Yet now, just a year later, she finds herself back on stage. Lathan smiles. "Am I going to be sitting at home waiting for the next script to come along or am I going to go to New York for four months and challenge myself?" she asks.

Lathan gets to do two things that make most actors excited — play herself as a woman in her 60s, and play drunk. "I can't say no to this," she says. So Lathan gave her two dogs to her mom, left her home in the Hollywood Hills and flew East to play a complex character off-Broadway.

"I feel like even though she's a fictional character, she is an everywoman in terms of great artists who never get their due," says Lathan, who compares Vera to Zora Neale Hurston, the rediscovered author of "Their Eyes Were Watching God."

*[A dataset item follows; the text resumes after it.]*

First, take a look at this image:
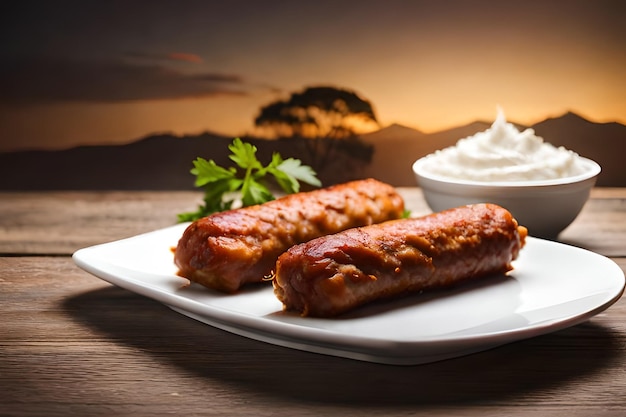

To prepare for the new role, Lathan studied films, including those of Theresa Harris, who had inspired Nottage's play. A beautiful and talented actress, Harris was often relegated to playing maids in such 1930s films as "Baby Face" and "The Flame of New Orleans."

To portray such a woman decades later, Lathan watched old footage of "The Ed Sullivan Show," where guests such as Pearl Bailey, Eartha Kitt and Betty Davis would often get pretty deep during long interview segments fueled by cocktails.

"I've made a name for myself in TV and film and that I'm so grateful for, but I love the experience of playing a character from beginning to end every night. That's really fulfilling for an actor."